|In this installment, Nancy Drew is in St Louis to visit a friend, Maya. Her friend is kidnapped, and Nancy has three days to help rescue her before a theater is torn down - perhaps with Maya inside it!|
I was very encouraged to find Nancy done as an intelligent young woman who was still very realistic. Other games involving female heroines, like The Longest Journey and Syberia, tend to make them 'girly' and bubble-headed. This definitely isn't the case with Nancy. Nancy loves to chat with her friends and boyfriend, and shows her youth, but she also has a level head and intelligence.

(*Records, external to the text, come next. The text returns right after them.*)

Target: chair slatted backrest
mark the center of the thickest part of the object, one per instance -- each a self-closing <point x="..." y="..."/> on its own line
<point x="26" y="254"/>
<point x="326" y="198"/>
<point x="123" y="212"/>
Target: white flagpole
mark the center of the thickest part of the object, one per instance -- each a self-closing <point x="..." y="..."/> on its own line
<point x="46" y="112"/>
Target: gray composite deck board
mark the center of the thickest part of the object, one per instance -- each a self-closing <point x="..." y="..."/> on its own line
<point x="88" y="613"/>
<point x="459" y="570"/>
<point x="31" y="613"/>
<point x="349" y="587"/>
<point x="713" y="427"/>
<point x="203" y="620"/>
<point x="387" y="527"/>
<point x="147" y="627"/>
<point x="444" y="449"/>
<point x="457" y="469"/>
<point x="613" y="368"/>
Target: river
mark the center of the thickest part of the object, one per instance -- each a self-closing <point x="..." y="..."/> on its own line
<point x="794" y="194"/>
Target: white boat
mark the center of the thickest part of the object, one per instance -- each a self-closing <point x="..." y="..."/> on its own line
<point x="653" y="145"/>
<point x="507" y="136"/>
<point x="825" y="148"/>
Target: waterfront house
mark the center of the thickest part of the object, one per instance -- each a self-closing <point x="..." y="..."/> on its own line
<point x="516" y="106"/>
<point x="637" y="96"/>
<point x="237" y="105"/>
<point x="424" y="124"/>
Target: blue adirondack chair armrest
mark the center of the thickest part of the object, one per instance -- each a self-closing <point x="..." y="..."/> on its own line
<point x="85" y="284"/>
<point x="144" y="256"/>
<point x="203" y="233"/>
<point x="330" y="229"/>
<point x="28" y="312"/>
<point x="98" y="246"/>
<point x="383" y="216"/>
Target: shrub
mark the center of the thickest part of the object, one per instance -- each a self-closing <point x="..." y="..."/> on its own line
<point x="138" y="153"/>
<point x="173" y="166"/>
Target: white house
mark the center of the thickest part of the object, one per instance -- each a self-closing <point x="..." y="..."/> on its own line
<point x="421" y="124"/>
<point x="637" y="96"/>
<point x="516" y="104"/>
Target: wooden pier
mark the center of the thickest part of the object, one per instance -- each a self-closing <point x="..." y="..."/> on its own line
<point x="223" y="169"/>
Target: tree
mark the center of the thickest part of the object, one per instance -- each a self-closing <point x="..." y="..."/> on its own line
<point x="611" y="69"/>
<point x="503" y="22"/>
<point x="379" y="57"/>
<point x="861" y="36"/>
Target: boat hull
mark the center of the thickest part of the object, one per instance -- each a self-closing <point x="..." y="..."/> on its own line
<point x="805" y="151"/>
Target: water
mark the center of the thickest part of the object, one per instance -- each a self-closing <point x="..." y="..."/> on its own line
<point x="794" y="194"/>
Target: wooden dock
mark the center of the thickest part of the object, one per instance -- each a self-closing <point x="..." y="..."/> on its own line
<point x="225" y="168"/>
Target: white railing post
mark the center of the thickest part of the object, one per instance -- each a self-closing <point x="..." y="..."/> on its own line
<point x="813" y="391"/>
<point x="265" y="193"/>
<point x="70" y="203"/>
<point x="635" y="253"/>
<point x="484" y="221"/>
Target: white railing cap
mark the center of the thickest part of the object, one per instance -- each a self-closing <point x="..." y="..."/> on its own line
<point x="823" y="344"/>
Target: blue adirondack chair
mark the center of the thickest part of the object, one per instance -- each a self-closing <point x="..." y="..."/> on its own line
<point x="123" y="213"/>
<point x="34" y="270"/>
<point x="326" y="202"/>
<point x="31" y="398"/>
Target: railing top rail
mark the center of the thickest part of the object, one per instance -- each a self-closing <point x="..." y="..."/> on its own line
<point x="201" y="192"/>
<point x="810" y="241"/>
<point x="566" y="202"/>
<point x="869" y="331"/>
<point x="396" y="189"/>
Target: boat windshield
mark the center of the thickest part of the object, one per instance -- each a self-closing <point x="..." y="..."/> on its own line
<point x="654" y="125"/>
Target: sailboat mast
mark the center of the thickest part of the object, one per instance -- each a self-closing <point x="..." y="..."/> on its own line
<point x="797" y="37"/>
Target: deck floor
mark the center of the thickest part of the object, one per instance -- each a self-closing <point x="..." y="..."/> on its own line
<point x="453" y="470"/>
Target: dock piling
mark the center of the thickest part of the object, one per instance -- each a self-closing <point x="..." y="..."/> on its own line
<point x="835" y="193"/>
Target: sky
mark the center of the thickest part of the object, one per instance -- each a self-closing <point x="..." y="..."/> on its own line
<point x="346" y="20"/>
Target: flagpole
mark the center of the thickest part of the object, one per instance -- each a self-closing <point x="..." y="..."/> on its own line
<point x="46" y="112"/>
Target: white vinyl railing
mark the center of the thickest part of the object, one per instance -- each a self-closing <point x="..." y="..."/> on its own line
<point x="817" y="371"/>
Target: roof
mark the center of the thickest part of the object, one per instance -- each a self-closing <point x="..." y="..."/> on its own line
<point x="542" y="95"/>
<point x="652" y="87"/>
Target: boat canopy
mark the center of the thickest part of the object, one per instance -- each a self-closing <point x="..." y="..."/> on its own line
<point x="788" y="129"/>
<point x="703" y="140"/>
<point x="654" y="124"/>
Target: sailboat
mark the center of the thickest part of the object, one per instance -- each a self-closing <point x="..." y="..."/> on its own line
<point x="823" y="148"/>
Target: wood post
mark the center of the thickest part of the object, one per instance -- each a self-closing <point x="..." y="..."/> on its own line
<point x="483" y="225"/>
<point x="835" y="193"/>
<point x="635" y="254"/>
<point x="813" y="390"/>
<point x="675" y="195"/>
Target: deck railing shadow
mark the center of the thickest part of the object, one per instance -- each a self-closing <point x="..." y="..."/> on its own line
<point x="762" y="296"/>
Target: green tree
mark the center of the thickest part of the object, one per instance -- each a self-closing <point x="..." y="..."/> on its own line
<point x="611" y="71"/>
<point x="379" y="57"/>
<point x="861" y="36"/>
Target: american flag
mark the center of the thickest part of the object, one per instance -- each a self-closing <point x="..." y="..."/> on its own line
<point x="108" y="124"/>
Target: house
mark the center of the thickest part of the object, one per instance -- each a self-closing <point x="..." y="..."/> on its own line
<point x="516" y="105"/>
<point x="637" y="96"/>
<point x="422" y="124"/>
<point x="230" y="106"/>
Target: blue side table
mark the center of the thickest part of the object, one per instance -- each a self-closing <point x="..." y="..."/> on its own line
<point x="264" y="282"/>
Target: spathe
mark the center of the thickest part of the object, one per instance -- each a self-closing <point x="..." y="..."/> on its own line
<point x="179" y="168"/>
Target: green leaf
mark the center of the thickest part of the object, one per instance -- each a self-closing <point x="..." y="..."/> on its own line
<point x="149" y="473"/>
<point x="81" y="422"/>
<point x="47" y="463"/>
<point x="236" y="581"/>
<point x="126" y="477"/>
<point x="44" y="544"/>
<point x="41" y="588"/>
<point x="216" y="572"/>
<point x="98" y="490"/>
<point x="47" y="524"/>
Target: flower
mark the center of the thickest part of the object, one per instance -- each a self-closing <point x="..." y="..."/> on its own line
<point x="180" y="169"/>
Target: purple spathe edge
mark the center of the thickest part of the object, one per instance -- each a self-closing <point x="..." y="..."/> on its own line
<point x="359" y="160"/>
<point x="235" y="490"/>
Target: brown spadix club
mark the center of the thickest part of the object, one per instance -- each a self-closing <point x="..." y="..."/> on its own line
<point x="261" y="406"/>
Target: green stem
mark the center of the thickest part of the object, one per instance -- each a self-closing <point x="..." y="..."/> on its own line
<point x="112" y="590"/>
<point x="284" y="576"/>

The game is on a relatively small map, so you're not trekking around from world to world. You get to know the theater quite well, and the few people that you deal with. On one hand this is good, because you don't have hours of wandering back and forth to do. On the other hand, this can get frustrating. You've already talked to the main people involved ... but suddenly after doing one trigger action they've vanished, or have thought up something new to say? And you don't ask the obvious questions like 'where were you?' until much later? So you end up wandering around the theater, going back to every single room, going to talk to every person, multiple times until they move into their 'next stage' of conversation.
I played at the senior level, but found most of the puzzles extremely easy. The two puzzles I didn't solve immediately were both incredibly annoying. In one, I read the manual several times and tried everything I could think of to get the pieces to spin. I must have clicked on the pieces hundreds of times. But apparently I wasn't clicking on the piece in the exact right spot, and my boyfriend had to fight with it for a while before chancing on that. In the second sticker, I had a PDA with a secret code required to get into it. I had a wallet full of numbers including the character's boyfriend's birthday. I tried for eons to get various codes to work. The ending solution was a totally random one. In both cases I was very frustrated to have wasted so much time for that solution.
I actually lived in St Louis for a year, and my then-boyfriend worked at Wash U near a building they mention. I was impressed that they did their research well, mentioning streets and areas that exist around there. Unfortunately my ex in real life turned out to be pretty slimy, so during the game I was rooting for him to be caught in the theater when it collapsed :) It was both fun and bizarre to have all sorts of very recognizeable St Louis references come up in the story.
The scenes are very lovely, but they're all static. Unlike most modern day games that let you walk through an area smoothly, in this one you're restricted to moving through a 'picture book' of scenes, where you can only turn to certain angles. This made it frustrating when I wanted to go to a certain door or look a certain way. Often I had to circle around a few times to get pointed in the direction I wanted, or the game prevented me from looking at the object I wanted to see. Some drawers would open, others were magically withheld from you. It took away from the sense that you were really "there".
Still, except for the few nasty puzzles, the majority of the game was very pleasant, and lasted maybe 5-6 hours. If you have a walkthrough guide within reach while you play, you can enjoy the rest of the experience sort of like an 'animated story book', and it's great practice for the more advanced puzzle games that exist out there.